# Actual Street Paving Bricks/Using in Driveway



## 2Lloyd (Dec 10, 2007)

I've got the good luck of having bricks that originally paved a nearby street, that is I've got four or five hundred square feet of them (8 1/2 by 3 1/2 inch side up, 4 inches deep).  The previous owner of my home used them to cover the floor of the garage and an area in front of the garage.

I've got the bad luck of having 105 feet of unpaved driveway as I look ahead to shoveling snow for several months, my first months in Canandaigua, New York.

These are big beautiful bricks and I'll seek a permit from the city to incorporate them in a driveway design.  I'm in an historic district, thus approval of anything exterior is required.

My idea for the first part of the driveway is to have it sufficiently wide to allow a car to park and another car to pass on to the garage.  As it is we are blocked in by each visitor or by each other.

I imagine working the bricks into a simple pattern with concrete forming the greatest part of the surface.  Perhaps I'll have concrete on either side of the brick.  This concrete and brick mix may be only used until brick runs out then I may switch to asphalt for the remainder of the driveway.

Two questions:

What is an appropriate driveway width for the double wide length and for the remaining single wide length?

What should I provide for a base for the bricks?

thank you,


----------



## ToolGuy (Dec 10, 2007)

It's a shame to have nice historic bricks hidden away in the garage and I'm glad to know you're pulling them out of there and letting them see daylight. To be honest, though, I doubt the district will approve of three different materials for the driveway. But then, it doesn't hurt to try, right? The bricks would also make a great patio or walkway.

I think 16' feet wide is the norm for 2 cars, but you could go as narrow as 14 as a tight sqeeze for larger cars. 

The base for the pavers is the same for concrete and asphalt - a minimum of 4" compacted gravel on undisturbed or compacted soil. In other words, the driveway plot would be dug down a minimum of 8", and the filled with 4" of gravel. Every 2" the gravel would be tampped (compacted). However, the deeper the gravel the better. It's not uncommon to dig 12" and have 8" of compacted gravel.

By the way, it would be great if you could share some photos of the project so others can see how it's done, and so we can get a peek at those historic pavers.


----------



## 2Lloyd (Dec 10, 2007)

Well, I will post photographs.  

I guess that it is just as easy as using the "insert image" icon, but I guess that I need to convert the photographs to small files.  

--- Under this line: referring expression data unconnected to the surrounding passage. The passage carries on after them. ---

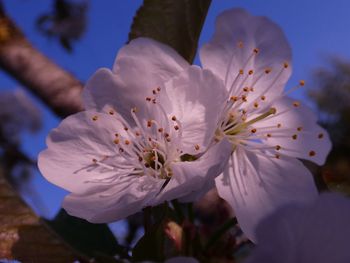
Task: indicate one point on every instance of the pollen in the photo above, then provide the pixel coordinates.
(296, 103)
(233, 98)
(312, 153)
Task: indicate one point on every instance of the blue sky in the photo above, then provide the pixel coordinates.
(315, 29)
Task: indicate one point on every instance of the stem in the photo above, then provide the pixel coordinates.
(178, 210)
(219, 232)
(147, 218)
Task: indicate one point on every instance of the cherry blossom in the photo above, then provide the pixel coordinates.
(143, 138)
(267, 129)
(317, 232)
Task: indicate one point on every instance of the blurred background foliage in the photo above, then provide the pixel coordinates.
(206, 230)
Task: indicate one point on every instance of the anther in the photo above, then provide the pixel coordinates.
(296, 103)
(233, 98)
(312, 153)
(267, 71)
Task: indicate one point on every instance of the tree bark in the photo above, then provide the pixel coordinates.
(57, 88)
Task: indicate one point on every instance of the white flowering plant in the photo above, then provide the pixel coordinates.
(204, 162)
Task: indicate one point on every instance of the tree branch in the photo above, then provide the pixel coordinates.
(58, 89)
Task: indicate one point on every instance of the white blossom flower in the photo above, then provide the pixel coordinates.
(143, 138)
(318, 232)
(267, 129)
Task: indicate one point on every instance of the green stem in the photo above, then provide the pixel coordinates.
(219, 232)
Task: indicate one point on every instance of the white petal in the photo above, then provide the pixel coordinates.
(116, 202)
(191, 180)
(140, 67)
(195, 97)
(296, 233)
(72, 146)
(311, 143)
(255, 185)
(225, 58)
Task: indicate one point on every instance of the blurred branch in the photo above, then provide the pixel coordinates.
(57, 88)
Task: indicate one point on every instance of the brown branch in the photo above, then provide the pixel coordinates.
(57, 88)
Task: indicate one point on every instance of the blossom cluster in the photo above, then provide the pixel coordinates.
(156, 128)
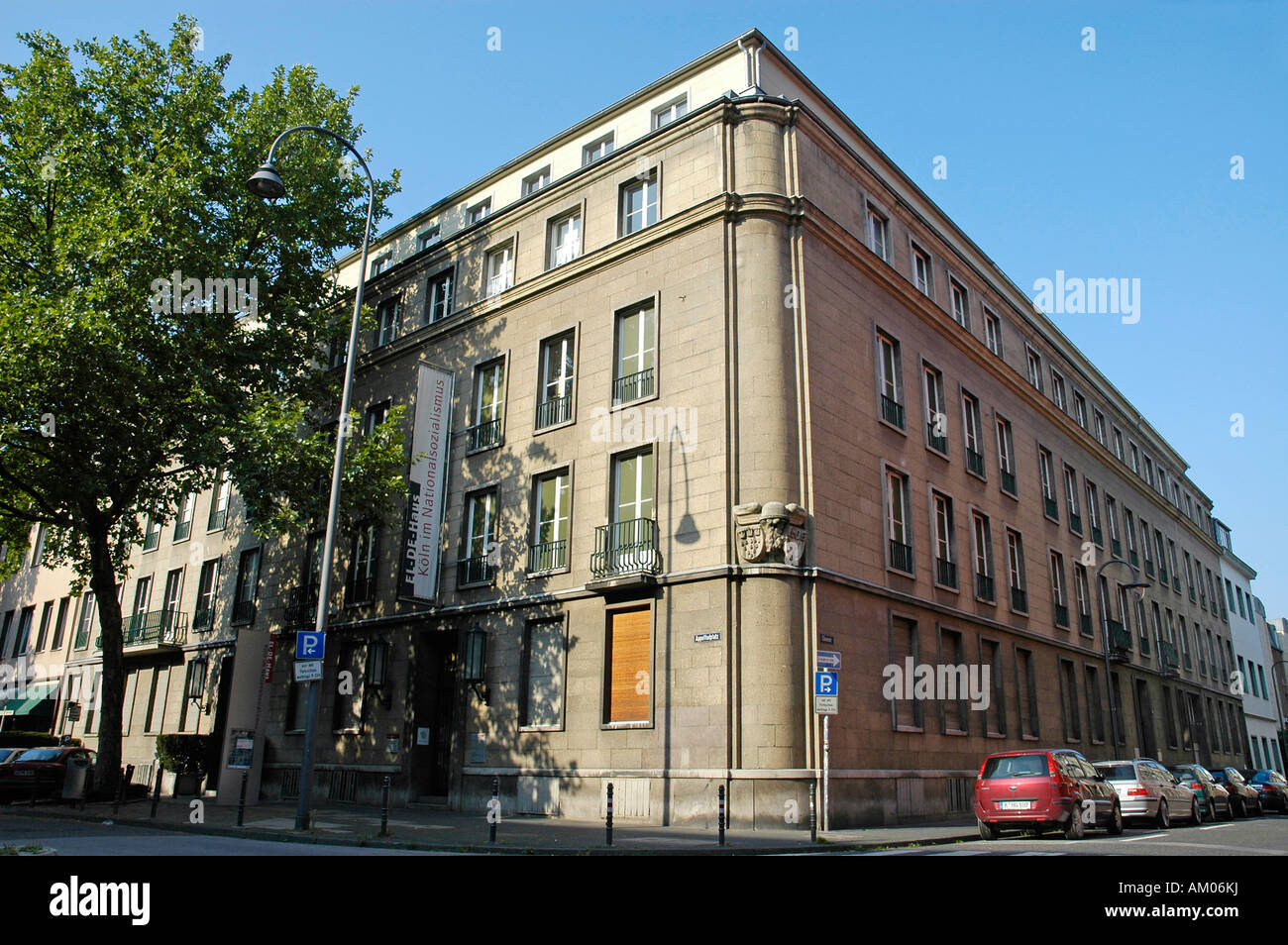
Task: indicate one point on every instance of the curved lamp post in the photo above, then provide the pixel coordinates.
(1140, 587)
(267, 183)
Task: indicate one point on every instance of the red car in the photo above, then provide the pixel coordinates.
(43, 770)
(1042, 790)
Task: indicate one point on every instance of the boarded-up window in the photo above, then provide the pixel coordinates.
(544, 674)
(627, 671)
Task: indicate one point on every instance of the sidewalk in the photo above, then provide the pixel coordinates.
(420, 828)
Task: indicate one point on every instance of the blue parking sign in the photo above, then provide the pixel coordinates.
(309, 645)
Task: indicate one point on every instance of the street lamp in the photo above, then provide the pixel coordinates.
(267, 184)
(1140, 587)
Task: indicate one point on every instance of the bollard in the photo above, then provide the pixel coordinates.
(492, 811)
(608, 823)
(720, 791)
(156, 791)
(812, 816)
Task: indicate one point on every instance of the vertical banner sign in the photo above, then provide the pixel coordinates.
(426, 485)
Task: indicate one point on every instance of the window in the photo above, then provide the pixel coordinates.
(1034, 362)
(943, 541)
(921, 273)
(971, 434)
(961, 303)
(498, 269)
(1016, 568)
(362, 574)
(638, 204)
(565, 240)
(1059, 596)
(898, 524)
(488, 404)
(673, 110)
(1057, 394)
(879, 233)
(1006, 456)
(993, 332)
(536, 180)
(545, 651)
(183, 525)
(1070, 497)
(386, 321)
(636, 355)
(597, 149)
(207, 586)
(890, 374)
(481, 525)
(982, 550)
(552, 503)
(248, 586)
(554, 399)
(936, 419)
(219, 502)
(439, 295)
(629, 666)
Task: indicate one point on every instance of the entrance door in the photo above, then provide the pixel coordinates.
(434, 699)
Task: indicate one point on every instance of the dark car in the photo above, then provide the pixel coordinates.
(1244, 798)
(40, 770)
(1271, 787)
(1041, 790)
(1212, 795)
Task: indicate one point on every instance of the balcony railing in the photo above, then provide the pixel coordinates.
(892, 411)
(557, 409)
(901, 555)
(625, 548)
(632, 386)
(548, 555)
(155, 628)
(945, 572)
(485, 434)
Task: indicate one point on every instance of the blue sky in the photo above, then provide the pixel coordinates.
(1113, 162)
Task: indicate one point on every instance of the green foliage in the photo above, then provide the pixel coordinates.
(184, 753)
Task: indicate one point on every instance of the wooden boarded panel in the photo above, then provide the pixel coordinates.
(629, 666)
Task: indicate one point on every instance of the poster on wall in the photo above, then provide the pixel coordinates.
(426, 484)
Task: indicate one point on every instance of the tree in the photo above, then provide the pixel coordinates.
(123, 170)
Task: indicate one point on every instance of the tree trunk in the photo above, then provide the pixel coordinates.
(107, 768)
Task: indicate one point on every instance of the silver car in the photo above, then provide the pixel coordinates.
(1147, 790)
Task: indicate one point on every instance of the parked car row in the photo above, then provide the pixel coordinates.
(1047, 789)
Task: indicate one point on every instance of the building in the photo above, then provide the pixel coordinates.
(726, 389)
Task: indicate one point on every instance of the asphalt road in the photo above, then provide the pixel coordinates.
(1263, 836)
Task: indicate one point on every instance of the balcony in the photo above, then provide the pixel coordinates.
(484, 435)
(626, 549)
(901, 557)
(557, 409)
(945, 574)
(155, 631)
(548, 557)
(632, 386)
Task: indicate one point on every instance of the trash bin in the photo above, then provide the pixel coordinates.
(80, 774)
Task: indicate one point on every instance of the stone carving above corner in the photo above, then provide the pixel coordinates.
(771, 532)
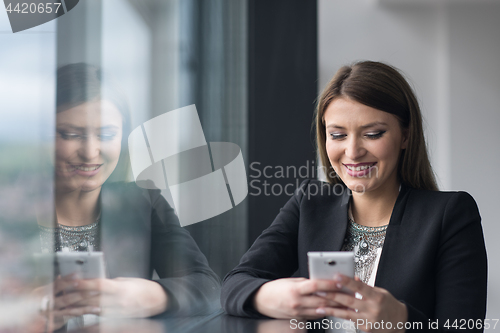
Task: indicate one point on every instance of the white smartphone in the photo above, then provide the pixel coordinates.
(86, 265)
(324, 265)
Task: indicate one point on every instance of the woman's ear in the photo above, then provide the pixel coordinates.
(405, 138)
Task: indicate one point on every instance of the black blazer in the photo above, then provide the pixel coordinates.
(141, 233)
(433, 258)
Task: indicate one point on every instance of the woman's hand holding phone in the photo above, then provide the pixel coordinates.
(119, 297)
(377, 305)
(296, 298)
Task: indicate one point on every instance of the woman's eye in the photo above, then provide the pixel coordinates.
(336, 136)
(69, 135)
(375, 135)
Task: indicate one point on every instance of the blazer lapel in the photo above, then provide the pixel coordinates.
(332, 219)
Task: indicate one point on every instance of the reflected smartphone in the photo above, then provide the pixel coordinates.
(86, 265)
(324, 265)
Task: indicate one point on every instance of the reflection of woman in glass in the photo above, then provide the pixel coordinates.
(419, 253)
(136, 229)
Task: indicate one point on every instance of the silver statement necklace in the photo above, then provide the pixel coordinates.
(364, 242)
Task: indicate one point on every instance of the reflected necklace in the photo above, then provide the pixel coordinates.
(364, 242)
(72, 239)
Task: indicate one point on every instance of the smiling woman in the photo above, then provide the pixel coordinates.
(419, 254)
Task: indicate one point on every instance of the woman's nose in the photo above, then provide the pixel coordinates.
(90, 148)
(354, 150)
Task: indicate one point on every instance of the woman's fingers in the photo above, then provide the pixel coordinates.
(100, 285)
(342, 313)
(308, 287)
(354, 285)
(314, 302)
(78, 311)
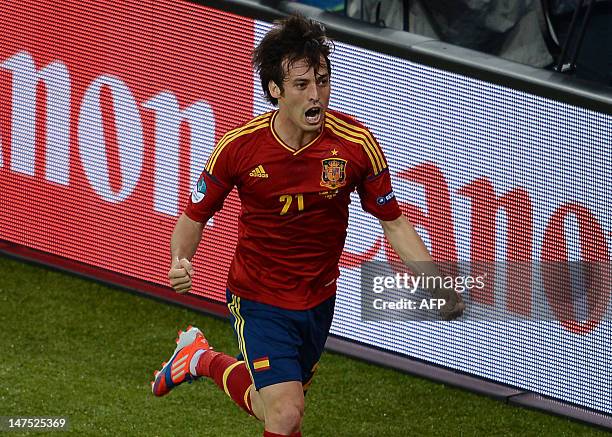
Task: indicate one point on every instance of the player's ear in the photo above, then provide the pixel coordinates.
(275, 90)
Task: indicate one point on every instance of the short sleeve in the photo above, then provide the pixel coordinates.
(213, 186)
(375, 189)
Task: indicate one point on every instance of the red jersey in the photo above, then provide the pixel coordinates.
(294, 212)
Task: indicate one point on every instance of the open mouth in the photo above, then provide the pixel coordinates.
(313, 115)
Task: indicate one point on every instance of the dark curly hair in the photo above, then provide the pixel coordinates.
(293, 39)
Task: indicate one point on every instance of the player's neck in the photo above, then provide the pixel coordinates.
(290, 134)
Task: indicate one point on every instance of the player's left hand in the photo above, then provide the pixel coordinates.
(454, 306)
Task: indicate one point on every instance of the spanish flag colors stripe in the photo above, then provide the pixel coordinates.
(358, 135)
(226, 374)
(261, 364)
(234, 307)
(257, 123)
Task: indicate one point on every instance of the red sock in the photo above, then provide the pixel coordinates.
(230, 375)
(271, 434)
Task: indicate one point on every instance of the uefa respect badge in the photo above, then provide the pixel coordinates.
(199, 191)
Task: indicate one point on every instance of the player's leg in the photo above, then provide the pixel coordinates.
(269, 340)
(284, 408)
(314, 330)
(193, 358)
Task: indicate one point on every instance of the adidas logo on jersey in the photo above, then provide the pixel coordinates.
(258, 172)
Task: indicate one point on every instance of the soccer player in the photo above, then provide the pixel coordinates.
(295, 169)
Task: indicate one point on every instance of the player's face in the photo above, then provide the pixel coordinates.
(305, 95)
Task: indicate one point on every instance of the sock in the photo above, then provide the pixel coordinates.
(271, 434)
(230, 375)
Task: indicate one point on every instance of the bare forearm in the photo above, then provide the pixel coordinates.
(409, 247)
(185, 238)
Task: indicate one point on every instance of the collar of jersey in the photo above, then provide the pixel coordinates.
(282, 143)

I can do that.  Or do I use the "Manage Attachments" under "Attach Files?"

I am thankful that previous owner took the initiative to save them, although he may have done so just to save money.

My walkway into the house is slate, so we may be dealing with concrete, asphalt, brick and slate .. four materials.


----------



## ToolGuy (Dec 11, 2007)

> concrete, asphalt, brick and slate .. four materials...



I think ecclectic is currently in vogue. 

It would be great to see them.

I think to use the Insert Image icon the file has to be hosted somewhere on the web. If it's located on your computer, you might see it but nobody else will. You could upload them to http://www.flickr.com/ and link to them from there.

The attachment option is somewhat limited - if the file is .jpg format (not jpeg) then you can go up to 97 Kb. 

Hope that helps.


----------